The regiment assumed the designation of the 23rd Light Regiment in 1956, and then the 23rd Field Regiment in 1957; at this time it was equipped with Ordnance QF 25-pounder field guns. This numerical designation replicated the designation of the 23rd Australian Field Artillery (Howitzer) Brigade that had served as part of the 3rd Division on the Western Front from 1916 until early 1917 when it was disbanded as part of a reorganisation to consolidate the number of guns within each battery and reduce the number of artillery brigades in each division. Plans had been made to raise this unit again as the 23rd Field Regiment during World War II from Y Troop, 18th Field Battery, which had been raised as reinforcements for the Darwin Mobile Force, but these plans were cancelled in June 1942.
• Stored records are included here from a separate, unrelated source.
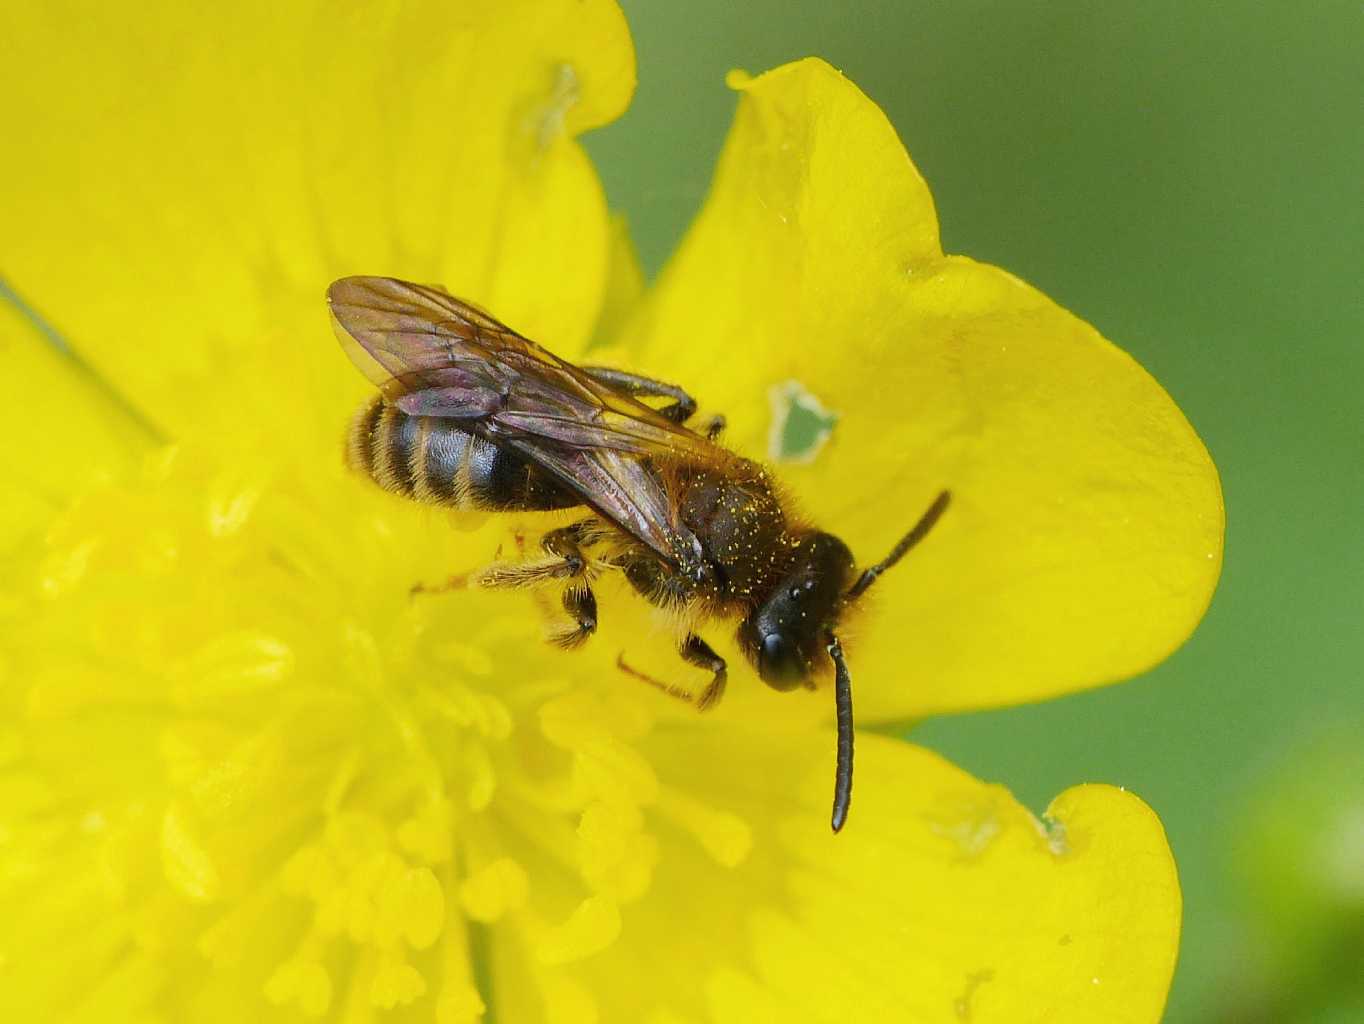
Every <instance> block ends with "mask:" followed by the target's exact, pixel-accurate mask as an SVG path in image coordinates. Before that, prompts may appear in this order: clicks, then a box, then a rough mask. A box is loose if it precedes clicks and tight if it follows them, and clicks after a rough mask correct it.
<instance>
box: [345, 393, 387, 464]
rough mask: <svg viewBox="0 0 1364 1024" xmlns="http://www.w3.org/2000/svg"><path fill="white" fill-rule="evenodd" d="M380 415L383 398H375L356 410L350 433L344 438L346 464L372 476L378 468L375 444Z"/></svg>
mask: <svg viewBox="0 0 1364 1024" xmlns="http://www.w3.org/2000/svg"><path fill="white" fill-rule="evenodd" d="M382 416H383V400H382V398H375V400H374V401H372V402H370V404H368V405H366V406H363V408H361V409H360V410H359V412H356V415H355V417H353V419H352V420H351V434H349V436H348V438H346V464H348V465H349V466H351V468H352V469H356V470H359V472H361V473H364V475H366V476H368V477H374V476H375V470H376V468H378V460H376V458H375V445H376V432H378V425H379V417H382Z"/></svg>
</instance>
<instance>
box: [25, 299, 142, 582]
mask: <svg viewBox="0 0 1364 1024" xmlns="http://www.w3.org/2000/svg"><path fill="white" fill-rule="evenodd" d="M0 364H3V365H4V371H3V372H0V408H4V409H7V410H8V412H10V415H11V417H12V427H14V430H15V432H12V434H11V436H10V439H8V440H7V442H5V443H0V480H3V484H0V494H3V499H0V555H4V554H8V552H11V551H12V549H14V548H15V547H16V545H19V544H22V543H23V541H26V540H33V539H35V537H41V532H42V530H45V529H46V526H48V524H49V522H50V519H52V517H53V515H55V514H56V513H57V511H59V510H60V509H61V507H64V505H65V502H68V500H70V499H71V498H74V496H76V495H79V494H82V492H83V491H85V490H87V488H90V487H93V485H95V484H98V483H100V481H101V480H105V479H108V477H110V476H113V475H115V473H117V472H119V470H121V469H125V468H127V466H128V464H130V462H131V460H132V458H134V457H135V454H136V453H138V451H140V450H143V449H146V447H147V445H149V442H150V440H151V436H150V435H149V432H147V430H146V427H145V425H143V424H140V423H139V421H138V420H136V417H135V416H134V415H132V413H131V412H130V410H128V409H127V408H124V406H121V405H120V404H119V402H117V400H116V398H115V397H112V395H109V394H108V393H106V391H104V390H102V389H101V387H100V386H98V382H95V380H94V379H93V378H91V376H90V374H89V371H86V370H85V368H83V367H82V365H80V364H79V363H76V361H75V360H74V359H71V357H70V356H67V355H64V353H61V352H59V350H57V349H56V348H55V346H53V345H52V342H50V341H49V340H48V338H45V337H44V335H42V334H41V333H40V331H38V329H37V327H35V325H34V323H33V322H30V320H29V319H27V318H26V316H25V315H23V314H22V312H20V311H19V310H18V308H16V307H15V305H12V304H11V303H8V301H4V299H3V292H0Z"/></svg>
The regiment began operating 105 mm field guns in 1965, and adopted the L119 Hamel 105 mm field gun, in support of the 5th Brigade, which was assigned to the 2nd Division. By 1976, the regiment was combined to form the 18th/23rd Field Regiment, under the command of Lieutenant Colonel S.P. Wheeler; it later returned to the designation of the 23rd Field Regiment.
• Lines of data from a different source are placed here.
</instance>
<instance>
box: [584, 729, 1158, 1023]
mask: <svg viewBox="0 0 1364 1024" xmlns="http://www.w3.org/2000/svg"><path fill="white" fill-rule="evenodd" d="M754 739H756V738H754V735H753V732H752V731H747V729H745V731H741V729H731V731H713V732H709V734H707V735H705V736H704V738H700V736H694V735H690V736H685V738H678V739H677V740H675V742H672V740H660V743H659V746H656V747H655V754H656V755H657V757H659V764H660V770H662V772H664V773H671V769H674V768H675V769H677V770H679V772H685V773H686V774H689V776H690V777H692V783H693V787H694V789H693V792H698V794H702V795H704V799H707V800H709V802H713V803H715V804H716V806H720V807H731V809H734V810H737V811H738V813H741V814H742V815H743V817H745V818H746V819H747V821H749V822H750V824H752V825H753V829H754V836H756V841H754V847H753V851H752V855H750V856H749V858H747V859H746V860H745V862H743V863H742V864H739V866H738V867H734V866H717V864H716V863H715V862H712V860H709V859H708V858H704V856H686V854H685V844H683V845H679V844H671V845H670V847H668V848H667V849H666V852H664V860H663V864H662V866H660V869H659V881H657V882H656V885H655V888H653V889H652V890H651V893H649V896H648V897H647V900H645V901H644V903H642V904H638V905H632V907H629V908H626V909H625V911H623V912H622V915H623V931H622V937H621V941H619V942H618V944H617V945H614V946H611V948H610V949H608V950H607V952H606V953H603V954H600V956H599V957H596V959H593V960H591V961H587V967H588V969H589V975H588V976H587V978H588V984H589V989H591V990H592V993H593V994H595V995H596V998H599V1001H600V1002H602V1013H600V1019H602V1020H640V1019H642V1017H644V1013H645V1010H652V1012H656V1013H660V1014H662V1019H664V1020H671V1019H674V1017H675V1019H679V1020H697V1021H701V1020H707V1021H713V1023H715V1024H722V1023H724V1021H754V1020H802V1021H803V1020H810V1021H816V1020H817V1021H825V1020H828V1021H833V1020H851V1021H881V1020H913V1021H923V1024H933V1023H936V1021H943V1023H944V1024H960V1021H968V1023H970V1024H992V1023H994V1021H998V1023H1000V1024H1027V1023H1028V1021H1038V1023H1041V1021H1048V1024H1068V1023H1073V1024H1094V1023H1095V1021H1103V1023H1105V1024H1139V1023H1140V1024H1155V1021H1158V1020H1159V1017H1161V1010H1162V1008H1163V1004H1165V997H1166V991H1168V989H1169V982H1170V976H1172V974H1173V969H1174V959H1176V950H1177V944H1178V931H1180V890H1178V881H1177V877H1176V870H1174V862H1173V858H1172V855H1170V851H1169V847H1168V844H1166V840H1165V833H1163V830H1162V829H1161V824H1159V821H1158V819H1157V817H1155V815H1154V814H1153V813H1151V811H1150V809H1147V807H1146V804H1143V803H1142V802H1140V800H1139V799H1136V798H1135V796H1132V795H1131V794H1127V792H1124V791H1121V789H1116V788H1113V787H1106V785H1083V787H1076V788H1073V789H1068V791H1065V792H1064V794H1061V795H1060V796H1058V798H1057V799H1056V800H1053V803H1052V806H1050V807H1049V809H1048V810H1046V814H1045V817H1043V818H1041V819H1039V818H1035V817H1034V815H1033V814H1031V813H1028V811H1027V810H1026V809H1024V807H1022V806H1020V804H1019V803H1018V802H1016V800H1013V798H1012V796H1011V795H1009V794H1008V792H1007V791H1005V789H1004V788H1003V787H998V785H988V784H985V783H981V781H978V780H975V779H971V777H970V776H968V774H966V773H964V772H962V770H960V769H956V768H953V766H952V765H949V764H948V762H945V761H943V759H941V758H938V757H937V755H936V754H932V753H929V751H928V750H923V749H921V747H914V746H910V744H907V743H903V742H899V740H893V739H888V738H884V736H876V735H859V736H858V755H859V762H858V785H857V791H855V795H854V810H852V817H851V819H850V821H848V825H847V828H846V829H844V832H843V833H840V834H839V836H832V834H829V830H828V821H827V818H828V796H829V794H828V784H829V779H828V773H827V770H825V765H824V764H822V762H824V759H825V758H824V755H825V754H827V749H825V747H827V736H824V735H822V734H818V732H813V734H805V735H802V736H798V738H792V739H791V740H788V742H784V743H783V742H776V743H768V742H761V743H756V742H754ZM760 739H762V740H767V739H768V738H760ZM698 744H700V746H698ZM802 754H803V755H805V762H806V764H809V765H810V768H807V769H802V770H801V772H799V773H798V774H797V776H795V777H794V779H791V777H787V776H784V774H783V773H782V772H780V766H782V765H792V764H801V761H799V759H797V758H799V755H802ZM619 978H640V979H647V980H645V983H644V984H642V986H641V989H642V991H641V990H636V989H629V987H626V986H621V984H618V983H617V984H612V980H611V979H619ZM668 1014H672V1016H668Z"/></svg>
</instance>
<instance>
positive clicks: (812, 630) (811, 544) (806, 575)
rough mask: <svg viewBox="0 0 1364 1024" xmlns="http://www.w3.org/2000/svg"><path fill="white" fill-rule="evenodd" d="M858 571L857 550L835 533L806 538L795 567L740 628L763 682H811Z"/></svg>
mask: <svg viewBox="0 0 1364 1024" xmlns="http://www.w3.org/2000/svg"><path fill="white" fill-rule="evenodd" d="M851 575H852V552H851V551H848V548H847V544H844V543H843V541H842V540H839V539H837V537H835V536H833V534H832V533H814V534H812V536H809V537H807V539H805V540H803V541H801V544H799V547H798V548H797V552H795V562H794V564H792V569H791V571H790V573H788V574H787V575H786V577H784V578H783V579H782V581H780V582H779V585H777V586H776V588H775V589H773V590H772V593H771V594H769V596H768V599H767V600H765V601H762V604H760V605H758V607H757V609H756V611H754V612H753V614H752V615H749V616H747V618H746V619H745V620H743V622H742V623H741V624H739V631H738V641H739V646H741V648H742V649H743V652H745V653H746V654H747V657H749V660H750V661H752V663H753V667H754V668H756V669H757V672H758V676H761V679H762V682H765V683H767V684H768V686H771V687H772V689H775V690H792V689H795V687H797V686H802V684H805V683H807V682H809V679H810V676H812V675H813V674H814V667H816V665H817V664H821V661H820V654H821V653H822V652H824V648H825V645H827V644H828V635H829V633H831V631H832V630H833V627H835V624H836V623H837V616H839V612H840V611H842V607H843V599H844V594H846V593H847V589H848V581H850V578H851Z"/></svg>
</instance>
In 2011, the regiment fired a 21-gun salute near Sydney Harbour to commemorate Australia Day along with the 7th Field Regiment, Royal Australian Artillery. Later that year, it was re-designated as the 23rd Regiment, Royal Australian Artillery. In 2012, the regiment converted to the L16 81mm mortar as the Army Reserve artillery units were converted to the light support role. Throughout the 2000s, the regiment had depots in Kogarah, Sutherland, Holsworthy and Canberra, and deployed personnel in support of operations in the Solomon Islands, East Timor, Iraq and Afghanistan.

The regiment was subsequently reduced to a battery and in 2018 became part of the 9th Regiment, Royal Australian Artillery.